Pernah, adalah kata yang mungkin mampu menggali luka lama yang sudah mengering
Kita pernah, sebuah kalimat sederhana yang bisa membuat kenangan, ingatan pahit seseorang menjadi terbuka kembali hingga menimbulkan rasa sakit tanpa sadar.
***
"Aww pelan – pelan." Dimas meringis kesakitan saat tangannya dirawat oleh Aya, Setelah tadi sore permasalahan mereka selesai, Aya mendapati tangan Dimas terluka akibat pecahan kaca yang tempo hari Dimas hancurkan.
"Diem – diem, jangan manja." Tandas Aya yang masih fokus melilit perban pada tangan Dimas. Mereka berdua kini sudah ada dirumah Aya, seperti biasa, Bu Sarah dan Ka Nia hari ini pun tidak ada dirumah, karena jadwal Ka Nia yang tidak menentu untuk melakukan control kesehatan ke rumah sakit.
Terlihat begitu banyak luka Dimas yang benar – benar terlihat itu pada tangannya, bagaimana mungkin bisa Dimas tidak berniat untuk mengobatinya?
"Lagian lo ngapain pake nonjok kaca si?" Tanya Aya, ada rasa khawatir dari nada bicaranya, pandangannya tidak lepas dari tangan Dimas. "Tangan – tangan gue suka – suka gue lah." Dimas menjawab ketus. Aya mendelik, lalu memukul tangan Dimas yang masih terluka hingga membuat Dimas meringis semakin kesakitan. “–aw.”
"Lo ngapain si Ay?" Dimas menarik tangannya, meringis menahan sakit.

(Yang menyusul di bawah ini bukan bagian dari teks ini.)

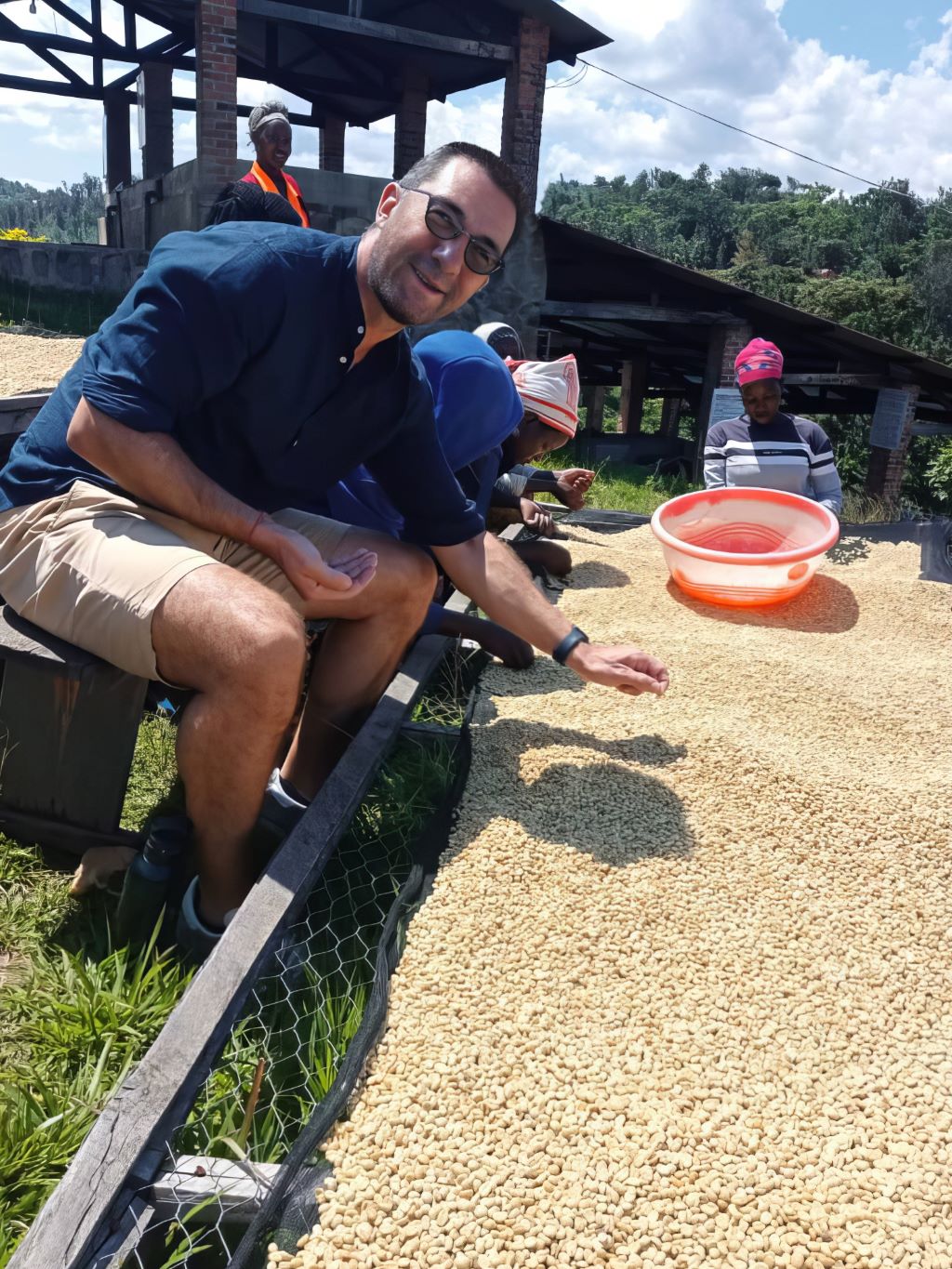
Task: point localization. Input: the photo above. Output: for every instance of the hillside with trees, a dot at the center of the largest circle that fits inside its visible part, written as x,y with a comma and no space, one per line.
879,261
65,214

"Tangan – tangan gue suka – suka gue lah." Aya membalas ketus, sambil melirik jahil Dimas yang masih memegangi tangannya. Dimas mendekus kemudian mengacak acak rambut Aya, dengan cepat gadis itu menyergah.
"Apa?" Dimas mencibir.
"Lo rese Dimas." Aya berdecak, kemudian bangkit untuk menggelitik Dimas hingga membuat Dimas tergelak geli. "Oke – oke cukup, plisss." Dimas sudah memohon, tapi Aya masih tidak mendengarnya, ia masih mencubit dan menggelitik Dimas, hingga Gadis itu kehilangan keseimbangan.
Aya hampir terjatuh, namun dengan gerakan cepat, Dimas menariknya. Punggung Dimas yang menempel pada ujung sofa, menopang tubuh Aya yang hampir terjatuh. Wajah mereka kini saling bertemu, yang tersisa hanya ruang nafas diantara mereka berdua.
Menyadari sama – sama menyadari, tatapan mata mereka telah berubah, tatapan mata yang kembali seperti sedia kala hingga senyum merekah di wajah mereka masing – masing. Tanpa aba – aba, Aya pun meringkuh kepelukan Dimas hingga membuat pemuda itu menahan nafasya agar degub jantungnya tidak terdengar.
"Jangan sakitin diri lo lagi ya." Aya mengeratkan pelukannya.
"Kalo lo yang minta bakal gue lakuin kok.” Dimas tersenyum lebar. “Btw, lo udah meluk gue berapa kali ya dari sore? Mentang – mentang gue wangi." Dimas masih ingin menikmati momen itu, namun Aya tersentak melepas pelukannya, memaksa Dimas terseret ke alam realitas.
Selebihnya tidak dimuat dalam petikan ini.